Multi-Task Learning for Diabetic Retinopathy Grading and Lesion Segmentation

Authors

  • Alex Foo National University of Singapore
  • Wynne Hsu National University of Singapore
  • Mong Li Lee National University of Singapore
  • Gilbert Lim National University of Singapore
  • Tien Yin Wong Duke-NUS Medical School

DOI:

https://doi.org/10.1609/aaai.v34i08.7035

Abstract

Although deep learning for Diabetic Retinopathy (DR) screening has shown great success in achieving clinically acceptable accuracy for referable versus non-referable DR, there remains a need to provide more fine-grained grading of the DR severity level as well as automated segmentation of lesions (if any) in the retina images. We observe that the DR severity level of an image is dependent on the presence of different types of lesions and their prevalence.

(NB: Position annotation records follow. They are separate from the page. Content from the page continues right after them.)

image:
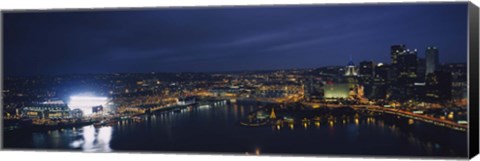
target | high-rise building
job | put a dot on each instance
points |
(431, 62)
(421, 70)
(351, 70)
(439, 86)
(395, 51)
(407, 66)
(367, 69)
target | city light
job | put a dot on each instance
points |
(85, 103)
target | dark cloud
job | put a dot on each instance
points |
(228, 38)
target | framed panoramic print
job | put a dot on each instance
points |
(386, 79)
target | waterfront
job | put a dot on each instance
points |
(217, 129)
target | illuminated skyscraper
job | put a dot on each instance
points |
(351, 70)
(432, 63)
(395, 51)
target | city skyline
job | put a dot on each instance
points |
(276, 38)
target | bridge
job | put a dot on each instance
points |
(402, 113)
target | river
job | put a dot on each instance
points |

In this work, we adopt a multi-task learning approach to perform the DR grading and lesion segmentation tasks. In light of the lack of lesion segmentation mask ground-truths, we further propose a semi-supervised learning process to obtain the segmentation masks for the various datasets. Experiments results on publicly available datasets and a real world dataset obtained from population screening demonstrate the effectiveness of the multi-task solution over state-of-the-art networks.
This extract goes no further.